Eventually, in October 1915, Owen joined the Army and was commissioned an infantry second lieutenant in June of the following year.
Owen had begun writing before the war, but the poems on which his fame rests were written almost entirely in a thirteen-month period in 1917 and 1918 on the front lines of the Somme sector. It was an incredible burst of creative, as well as moral growth in which Owen found not only his own voice as a 20th century poet but the definitive voice of soldier poets: visceral, direct, unflinching, unassailably just, and, above all, deeply human.
As an example of how Owen (and his peers) had laid to rest the anachronisms of poetic diction and approach still used by the pro-war propagandists, he begins his sonnet, "Anthem for Doomed Youth," with the coarse question: "What passing-bells for these who die as cattle?"
No romance there.
His most famous poem, "Dulce et Decorum Est," describes a gas attack. It takes its title from a line in an ode by the Roman poet Horace; a much-quoted phrase at the start of World War I, "Dulce et decorum est pro patria mori" translates as "it is sweet and honorable to die for one's country." At the end of his own poem, Owen calls the Latin slogan "the old Lie," powerfully rhyming "est" and "mori" with "zest" and "glory." Those magnificent final eight lines are always worth reading:
If you could hear, at every jolt, the blood
Come gargling from the froth-corrupted lungs,
Obscene as cancer, bitter as the cud
Of vile, incurable sores on innocent tongues,
My friend, you would not tell with such high zest
To children ardent for some desperate glory,
The old Lie; Dulce et decorum est
Pro patria mori.
On October 1, 1918, Lt. Owen was awarded the Military Cross for capturing a German machine gun position along with many prisoners. On November 4–almost exactly one week to the hour in which the Armistice would be declared–he was shot and killed trying to get his men across the Sambre Canal.

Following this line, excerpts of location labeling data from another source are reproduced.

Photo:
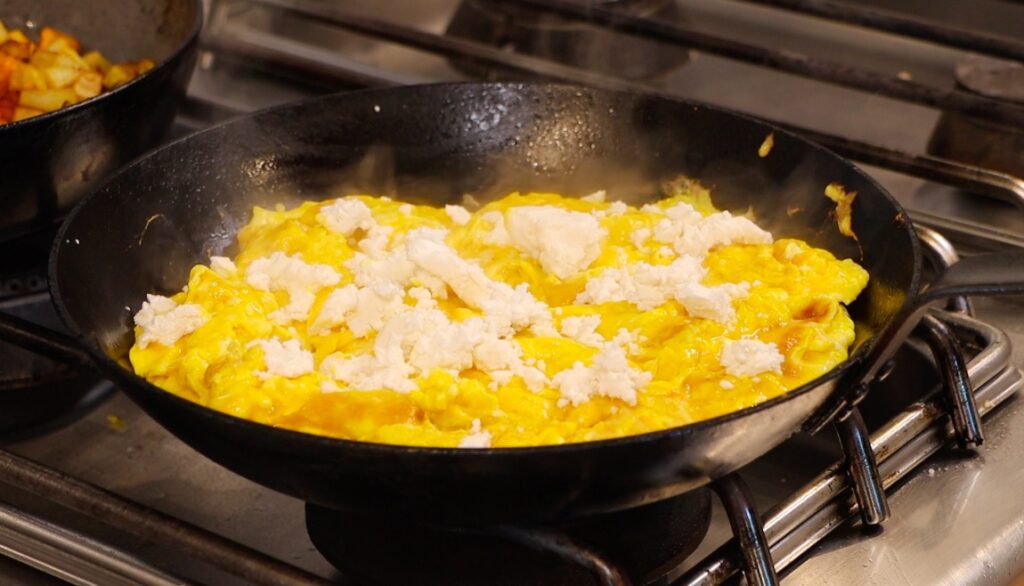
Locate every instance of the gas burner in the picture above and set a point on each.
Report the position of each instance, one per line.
(547, 35)
(976, 141)
(36, 393)
(390, 551)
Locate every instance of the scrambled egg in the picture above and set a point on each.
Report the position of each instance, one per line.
(786, 298)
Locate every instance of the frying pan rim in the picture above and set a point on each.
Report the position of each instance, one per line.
(302, 438)
(42, 119)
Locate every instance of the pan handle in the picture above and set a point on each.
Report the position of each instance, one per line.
(44, 341)
(982, 275)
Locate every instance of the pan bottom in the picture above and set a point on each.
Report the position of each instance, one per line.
(644, 542)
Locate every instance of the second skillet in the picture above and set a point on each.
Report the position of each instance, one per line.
(174, 208)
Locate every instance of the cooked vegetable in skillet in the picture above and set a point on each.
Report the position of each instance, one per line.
(42, 76)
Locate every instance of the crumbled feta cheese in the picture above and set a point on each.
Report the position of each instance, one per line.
(689, 233)
(222, 265)
(376, 241)
(498, 236)
(459, 214)
(640, 237)
(711, 302)
(720, 229)
(608, 375)
(163, 321)
(749, 358)
(345, 216)
(361, 308)
(617, 208)
(290, 274)
(476, 437)
(285, 359)
(563, 242)
(648, 286)
(367, 372)
(583, 329)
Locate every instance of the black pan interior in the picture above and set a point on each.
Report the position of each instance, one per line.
(172, 209)
(122, 30)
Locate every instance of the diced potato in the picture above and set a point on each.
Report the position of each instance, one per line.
(47, 99)
(23, 113)
(61, 77)
(36, 79)
(97, 61)
(28, 78)
(88, 85)
(69, 56)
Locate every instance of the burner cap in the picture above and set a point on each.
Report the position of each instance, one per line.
(646, 542)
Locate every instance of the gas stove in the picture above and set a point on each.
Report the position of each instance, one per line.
(934, 111)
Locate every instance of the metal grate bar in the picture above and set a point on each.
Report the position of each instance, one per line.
(788, 61)
(801, 520)
(975, 179)
(903, 25)
(150, 525)
(449, 46)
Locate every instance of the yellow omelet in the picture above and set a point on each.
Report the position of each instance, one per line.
(639, 320)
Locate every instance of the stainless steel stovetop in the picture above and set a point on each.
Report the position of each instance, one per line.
(956, 518)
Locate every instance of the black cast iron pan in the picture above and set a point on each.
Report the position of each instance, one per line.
(49, 162)
(174, 208)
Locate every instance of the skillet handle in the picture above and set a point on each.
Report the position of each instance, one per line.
(44, 341)
(983, 275)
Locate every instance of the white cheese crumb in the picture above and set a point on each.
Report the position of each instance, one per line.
(648, 286)
(749, 358)
(345, 216)
(222, 265)
(583, 329)
(476, 437)
(366, 372)
(459, 214)
(608, 375)
(290, 274)
(563, 242)
(361, 308)
(640, 237)
(498, 236)
(165, 322)
(285, 359)
(617, 208)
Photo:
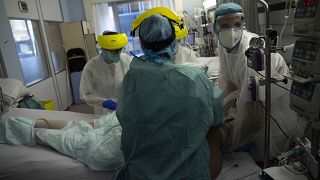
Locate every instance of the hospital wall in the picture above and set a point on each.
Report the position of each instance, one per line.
(277, 21)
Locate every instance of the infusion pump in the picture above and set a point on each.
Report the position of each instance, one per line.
(307, 18)
(305, 73)
(305, 99)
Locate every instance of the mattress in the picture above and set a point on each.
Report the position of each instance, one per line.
(42, 162)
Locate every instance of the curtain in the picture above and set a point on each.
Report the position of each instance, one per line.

As various hundredth anniversaries of the First World War approach–the battles of the Marne, Ypres (all five of them), the Somme, Anzac Cove, Isonzo (a dozen), Verdun, Gallipoli, Belleau Wood, Chateau-Thierry, the Argonne Forest–eloquent memorials and elegies will abound. No doubt, Wilfred Owen will be remembered and his poetry, especially "Dulce et Decorum Est," generously quoted.
But I would like to draw attention to a lesser-known gem of Owen's, "The Next War." As always, Owen deploys keenly observed details. But he has something else in mind with this one, a surprising turn of an ending that rises above the trenches and the armies and even the Continent itself to look forward. Wilfred Owen would have been a great poet just for denouncing "the old Lie," but he went further, he offered an answer.
The Next War
War's a joke for me and you,
While we know such dreams are true.
– Siegfried Sassoon
Out there, we've walked quite friendly up to Death;
Sat down and eaten with him, cool and bland,–
Pardoned his spilling mess-tins in our hand.
We've sniffed the green thick odour of his breath, –
Our eyes wept, but our courage didn't writhe.
He's spat at us with bullets and he's coughed
Shrapnel. We chorussed when he sang aloft;
We whistled while he shaved us with his scythe.
Oh, Death was never enemy of ours!
We laughed at him, we leagued with him, old chum.
No soldier's paid to kick against His powers.
We laughed, knowing that better men would come,
And greater wars; when each proud fighter brags
He wars on Death–for lives; not men–for flags.